Large Language Model-Based Uncertainty-Adjusted Label Extraction for Artificial Intelligence Model Development in Upper Extremity Radiography
Hanna Kreutzer, Anne-Sophie Caselitz, Thomas Dratsch, Daniel Pinto dos Santos, Christiane Kuhl, Daniel Truhn, Sven Nebelung
TL;DR
This study addresses data scarcity in AI for upper-extremity radiography by deploying GPT-4o to extract structured, uncertainty-aware labels from free-text radiology reports across clavicle, elbow, and thumb. The authors train region-specific multi-label CNNs (modified ResNet-50) using two uncertainty-handling schemes (inclusive vs exclusive) and validate on internal and external datasets, achieving high label-level accuracy (~98.1–99.0%) and macro-$AUC$ values around $0.76$–$0.81$. No significant performance differences were found between inclusive and exclusive labeling ($p\geq0.15$), even as uncertainty terms were sparsely detected; external validation demonstrated robust generalization for common findings but softer performance for rare, soft-tissue–related labels. The work demonstrates that LLM-based, uncertainty-aware label extraction from routine radiology reports can rapidly generate high-quality training data for multi-label musculoskeletal radiography and supports scalable, decentralized AI model development, though limitations include language scope and limited evaluation against human-annotated baselines.
Abstract
Objectives: To evaluate GPT-4o's ability to extract diagnostic labels (with uncertainty) from free-text radiology reports and to test how these labels affect multi-label image classification of musculoskeletal radiographs. Methods: This retrospective study included radiography series of the clavicle (n=1,170), elbow (n=3,755), and thumb (n=1,978). After anonymization, GPT-4o filled out structured templates by indicating imaging findings as present ("true"), absent ("false"), or "uncertain." To assess the impact of label uncertainty, "uncertain" labels of the training and validation sets were automatically reassigned to "true" (inclusive) or "false" (exclusive). Label-image-pairs were used for multi-label classification using ResNet50. Label extraction accuracy was manually verified on internal (clavicle: n=233, elbow: n=745, thumb: n=393) and external test sets (n=300 for each). Performance was assessed using macro-averaged receiver operating characteristic (ROC) area under the curve (AUC), precision recall curves, sensitivity, specificity, and accuracy. AUCs were compared with the DeLong test. Results: Automatic extraction was correct in 98.6% (60,618 of 61,488) of labels in the test sets.

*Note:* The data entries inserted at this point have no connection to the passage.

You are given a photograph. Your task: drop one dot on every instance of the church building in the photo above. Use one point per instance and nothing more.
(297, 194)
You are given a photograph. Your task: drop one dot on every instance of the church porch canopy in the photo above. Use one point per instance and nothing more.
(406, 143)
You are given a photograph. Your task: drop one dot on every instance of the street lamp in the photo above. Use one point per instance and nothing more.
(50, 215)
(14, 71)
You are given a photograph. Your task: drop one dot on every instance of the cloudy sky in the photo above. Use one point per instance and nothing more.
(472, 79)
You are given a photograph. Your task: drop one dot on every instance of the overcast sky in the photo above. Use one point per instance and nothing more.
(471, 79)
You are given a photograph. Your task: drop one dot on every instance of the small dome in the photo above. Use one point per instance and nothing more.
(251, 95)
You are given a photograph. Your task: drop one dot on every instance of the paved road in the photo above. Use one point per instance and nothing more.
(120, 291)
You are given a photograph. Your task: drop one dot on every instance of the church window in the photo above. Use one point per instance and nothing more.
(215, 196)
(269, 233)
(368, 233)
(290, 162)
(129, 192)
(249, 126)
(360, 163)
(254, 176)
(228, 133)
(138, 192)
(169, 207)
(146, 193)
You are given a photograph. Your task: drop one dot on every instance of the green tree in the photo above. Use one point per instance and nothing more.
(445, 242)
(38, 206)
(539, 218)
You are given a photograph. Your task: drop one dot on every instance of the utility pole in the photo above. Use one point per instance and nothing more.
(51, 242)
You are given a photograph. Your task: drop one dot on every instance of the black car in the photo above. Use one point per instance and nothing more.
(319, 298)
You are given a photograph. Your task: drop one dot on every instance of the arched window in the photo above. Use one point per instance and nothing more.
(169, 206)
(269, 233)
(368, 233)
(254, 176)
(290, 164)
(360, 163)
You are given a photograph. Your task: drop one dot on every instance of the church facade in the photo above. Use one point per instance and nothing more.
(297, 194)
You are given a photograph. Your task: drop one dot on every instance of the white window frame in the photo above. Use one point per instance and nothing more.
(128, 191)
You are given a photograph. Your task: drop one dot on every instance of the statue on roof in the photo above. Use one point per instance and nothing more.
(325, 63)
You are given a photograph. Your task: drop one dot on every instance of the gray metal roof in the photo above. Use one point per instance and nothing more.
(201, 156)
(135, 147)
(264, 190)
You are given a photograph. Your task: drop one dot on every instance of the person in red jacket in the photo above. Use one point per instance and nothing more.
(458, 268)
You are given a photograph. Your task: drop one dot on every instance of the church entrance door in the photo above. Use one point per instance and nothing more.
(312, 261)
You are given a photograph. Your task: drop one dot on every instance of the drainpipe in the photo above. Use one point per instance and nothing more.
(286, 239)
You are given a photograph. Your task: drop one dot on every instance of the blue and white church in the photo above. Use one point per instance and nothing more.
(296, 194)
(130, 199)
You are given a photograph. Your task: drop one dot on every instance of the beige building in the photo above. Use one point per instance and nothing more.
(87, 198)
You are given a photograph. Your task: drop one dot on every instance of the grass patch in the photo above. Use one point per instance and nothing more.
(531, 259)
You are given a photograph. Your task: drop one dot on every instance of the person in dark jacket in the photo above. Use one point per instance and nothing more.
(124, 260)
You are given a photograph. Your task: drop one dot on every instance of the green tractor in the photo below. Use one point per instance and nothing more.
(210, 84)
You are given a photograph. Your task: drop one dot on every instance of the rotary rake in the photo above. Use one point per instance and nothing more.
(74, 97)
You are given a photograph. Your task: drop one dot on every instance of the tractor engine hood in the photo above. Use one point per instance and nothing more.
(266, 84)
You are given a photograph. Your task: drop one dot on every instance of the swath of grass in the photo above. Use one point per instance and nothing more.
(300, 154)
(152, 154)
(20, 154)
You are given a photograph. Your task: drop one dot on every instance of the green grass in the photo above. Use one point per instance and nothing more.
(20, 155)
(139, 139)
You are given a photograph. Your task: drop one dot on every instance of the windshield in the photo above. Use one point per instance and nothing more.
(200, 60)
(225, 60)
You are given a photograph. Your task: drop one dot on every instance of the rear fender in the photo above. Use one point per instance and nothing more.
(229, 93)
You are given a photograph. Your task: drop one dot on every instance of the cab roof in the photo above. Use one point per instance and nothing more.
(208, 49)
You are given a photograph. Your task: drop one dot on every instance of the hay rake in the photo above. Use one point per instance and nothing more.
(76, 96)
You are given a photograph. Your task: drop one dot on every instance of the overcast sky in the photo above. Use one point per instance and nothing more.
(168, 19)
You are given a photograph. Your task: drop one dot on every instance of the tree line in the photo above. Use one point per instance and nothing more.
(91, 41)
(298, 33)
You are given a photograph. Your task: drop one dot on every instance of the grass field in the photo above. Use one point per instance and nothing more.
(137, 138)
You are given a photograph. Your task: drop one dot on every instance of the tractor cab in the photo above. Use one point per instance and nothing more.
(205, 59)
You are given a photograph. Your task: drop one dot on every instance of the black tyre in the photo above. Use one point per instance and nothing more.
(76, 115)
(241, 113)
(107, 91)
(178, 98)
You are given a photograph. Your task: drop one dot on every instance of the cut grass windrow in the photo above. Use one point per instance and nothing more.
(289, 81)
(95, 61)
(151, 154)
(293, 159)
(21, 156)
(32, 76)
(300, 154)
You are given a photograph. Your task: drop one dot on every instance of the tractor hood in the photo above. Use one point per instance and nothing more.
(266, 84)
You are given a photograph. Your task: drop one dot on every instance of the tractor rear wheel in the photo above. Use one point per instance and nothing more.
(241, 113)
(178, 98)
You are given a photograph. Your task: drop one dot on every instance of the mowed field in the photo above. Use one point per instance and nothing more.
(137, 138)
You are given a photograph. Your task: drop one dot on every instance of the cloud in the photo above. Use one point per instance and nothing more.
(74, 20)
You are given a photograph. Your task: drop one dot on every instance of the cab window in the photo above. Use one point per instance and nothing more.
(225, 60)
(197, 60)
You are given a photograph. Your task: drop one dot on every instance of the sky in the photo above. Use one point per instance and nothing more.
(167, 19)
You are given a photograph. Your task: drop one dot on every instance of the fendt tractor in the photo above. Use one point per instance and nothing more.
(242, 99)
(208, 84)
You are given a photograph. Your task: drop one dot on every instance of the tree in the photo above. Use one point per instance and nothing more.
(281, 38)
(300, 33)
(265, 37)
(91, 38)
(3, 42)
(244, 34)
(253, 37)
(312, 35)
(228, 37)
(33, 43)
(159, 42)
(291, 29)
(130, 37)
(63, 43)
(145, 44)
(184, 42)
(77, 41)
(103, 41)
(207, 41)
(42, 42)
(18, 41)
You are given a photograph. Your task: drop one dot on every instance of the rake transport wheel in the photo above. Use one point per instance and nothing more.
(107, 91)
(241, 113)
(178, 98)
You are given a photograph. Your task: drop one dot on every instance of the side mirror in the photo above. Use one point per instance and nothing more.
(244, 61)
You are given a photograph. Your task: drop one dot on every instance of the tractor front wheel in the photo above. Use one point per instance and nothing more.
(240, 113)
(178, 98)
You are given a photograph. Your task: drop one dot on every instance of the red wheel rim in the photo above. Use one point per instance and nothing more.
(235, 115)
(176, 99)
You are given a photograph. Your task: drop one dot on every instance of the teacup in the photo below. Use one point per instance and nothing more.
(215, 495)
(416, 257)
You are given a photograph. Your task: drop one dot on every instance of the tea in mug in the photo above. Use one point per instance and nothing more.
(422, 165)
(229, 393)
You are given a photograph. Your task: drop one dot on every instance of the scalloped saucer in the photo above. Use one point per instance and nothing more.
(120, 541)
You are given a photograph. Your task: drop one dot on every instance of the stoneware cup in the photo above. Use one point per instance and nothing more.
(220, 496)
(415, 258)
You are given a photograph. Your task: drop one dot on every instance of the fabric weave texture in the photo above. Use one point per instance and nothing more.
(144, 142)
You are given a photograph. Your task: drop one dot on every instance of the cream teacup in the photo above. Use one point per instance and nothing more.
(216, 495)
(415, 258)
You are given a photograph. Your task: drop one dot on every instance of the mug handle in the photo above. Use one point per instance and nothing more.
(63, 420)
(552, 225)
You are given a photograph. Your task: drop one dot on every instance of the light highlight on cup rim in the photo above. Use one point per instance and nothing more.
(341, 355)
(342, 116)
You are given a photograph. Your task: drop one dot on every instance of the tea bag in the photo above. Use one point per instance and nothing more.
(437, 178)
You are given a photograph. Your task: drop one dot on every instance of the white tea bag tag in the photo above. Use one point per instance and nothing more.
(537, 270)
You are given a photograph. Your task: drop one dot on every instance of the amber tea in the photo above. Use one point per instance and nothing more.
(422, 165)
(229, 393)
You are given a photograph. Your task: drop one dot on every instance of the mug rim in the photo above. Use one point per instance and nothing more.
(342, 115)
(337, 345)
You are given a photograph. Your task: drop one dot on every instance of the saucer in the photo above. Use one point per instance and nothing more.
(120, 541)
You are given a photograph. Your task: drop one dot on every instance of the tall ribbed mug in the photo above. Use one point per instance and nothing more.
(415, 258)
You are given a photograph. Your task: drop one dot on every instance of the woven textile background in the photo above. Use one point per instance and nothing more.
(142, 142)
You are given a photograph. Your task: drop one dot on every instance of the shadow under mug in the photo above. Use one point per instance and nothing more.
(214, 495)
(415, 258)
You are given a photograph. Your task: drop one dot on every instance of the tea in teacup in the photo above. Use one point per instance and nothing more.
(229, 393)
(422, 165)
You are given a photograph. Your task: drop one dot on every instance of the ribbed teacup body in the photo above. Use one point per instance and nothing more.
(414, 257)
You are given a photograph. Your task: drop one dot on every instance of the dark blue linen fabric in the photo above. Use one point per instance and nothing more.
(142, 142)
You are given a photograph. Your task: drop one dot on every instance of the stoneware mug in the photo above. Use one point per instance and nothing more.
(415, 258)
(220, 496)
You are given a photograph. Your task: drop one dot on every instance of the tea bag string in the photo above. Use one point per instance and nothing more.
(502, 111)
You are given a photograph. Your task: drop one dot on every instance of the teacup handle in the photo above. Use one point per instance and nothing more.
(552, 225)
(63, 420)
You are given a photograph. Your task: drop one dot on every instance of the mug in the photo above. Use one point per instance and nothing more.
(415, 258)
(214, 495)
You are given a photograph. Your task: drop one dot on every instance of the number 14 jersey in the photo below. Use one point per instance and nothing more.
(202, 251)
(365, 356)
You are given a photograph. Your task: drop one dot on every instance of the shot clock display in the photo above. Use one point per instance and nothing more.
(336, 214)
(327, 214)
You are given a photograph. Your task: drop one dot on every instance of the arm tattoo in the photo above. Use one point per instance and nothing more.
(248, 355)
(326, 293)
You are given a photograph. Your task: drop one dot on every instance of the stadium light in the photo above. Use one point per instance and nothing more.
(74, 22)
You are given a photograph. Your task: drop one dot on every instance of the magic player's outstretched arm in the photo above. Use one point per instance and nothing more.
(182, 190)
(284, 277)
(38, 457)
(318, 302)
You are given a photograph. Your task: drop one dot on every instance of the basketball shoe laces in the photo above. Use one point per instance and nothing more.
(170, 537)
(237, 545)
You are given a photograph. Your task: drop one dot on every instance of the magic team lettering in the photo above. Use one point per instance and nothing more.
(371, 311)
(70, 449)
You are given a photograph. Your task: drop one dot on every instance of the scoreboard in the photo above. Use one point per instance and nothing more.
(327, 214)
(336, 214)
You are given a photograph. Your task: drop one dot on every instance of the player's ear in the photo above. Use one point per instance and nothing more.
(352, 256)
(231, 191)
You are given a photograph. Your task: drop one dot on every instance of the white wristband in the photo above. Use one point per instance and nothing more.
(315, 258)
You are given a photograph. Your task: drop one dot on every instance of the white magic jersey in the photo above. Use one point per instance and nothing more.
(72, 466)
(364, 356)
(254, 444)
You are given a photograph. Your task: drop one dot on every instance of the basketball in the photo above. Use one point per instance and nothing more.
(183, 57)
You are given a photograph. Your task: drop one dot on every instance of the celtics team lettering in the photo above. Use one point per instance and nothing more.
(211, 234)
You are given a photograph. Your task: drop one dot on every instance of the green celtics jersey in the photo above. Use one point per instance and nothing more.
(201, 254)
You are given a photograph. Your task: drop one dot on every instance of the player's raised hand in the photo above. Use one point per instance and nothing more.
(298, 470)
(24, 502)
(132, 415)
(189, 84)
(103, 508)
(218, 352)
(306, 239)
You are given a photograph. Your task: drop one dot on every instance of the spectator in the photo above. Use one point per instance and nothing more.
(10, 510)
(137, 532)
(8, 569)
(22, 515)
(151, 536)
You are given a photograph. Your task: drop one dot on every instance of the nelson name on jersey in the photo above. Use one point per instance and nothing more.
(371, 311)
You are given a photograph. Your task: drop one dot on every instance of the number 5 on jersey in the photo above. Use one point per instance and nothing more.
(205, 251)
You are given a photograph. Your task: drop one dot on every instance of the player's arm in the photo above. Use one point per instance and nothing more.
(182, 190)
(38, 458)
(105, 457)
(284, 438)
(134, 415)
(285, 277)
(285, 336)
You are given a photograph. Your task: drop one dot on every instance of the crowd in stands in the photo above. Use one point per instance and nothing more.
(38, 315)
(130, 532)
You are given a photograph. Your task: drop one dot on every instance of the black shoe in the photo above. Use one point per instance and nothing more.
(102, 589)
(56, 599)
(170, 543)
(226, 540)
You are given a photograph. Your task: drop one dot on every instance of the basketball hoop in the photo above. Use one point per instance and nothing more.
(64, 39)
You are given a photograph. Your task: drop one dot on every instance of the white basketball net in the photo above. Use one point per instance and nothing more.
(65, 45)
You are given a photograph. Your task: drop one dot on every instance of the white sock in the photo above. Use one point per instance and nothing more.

Across anatomic regions, label-based model training yielded competitive performance measured by macro-averaged AUC values for inclusive (e.g., elbow: AUC=0.80 [range, 0.62-0.87]) and exclusive models (elbow: AUC=0.80 [range, 0.61-0.88]). Models generalized well on external datasets (elbow [inclusive]: AUC=0.79 [range, 0.61-0.87]; elbow [exclusive]: AUC=0.79 [range, 0.63-0.89]). No significant differences were observed across labeling strategies or datasets (p>=0.15). Conclusion: GPT-4o extracted labels from radiologic reports to train competitive multi-label classification models with high accuracy. Detected uncertainty in the radiologic reports did not influence the performance of these models.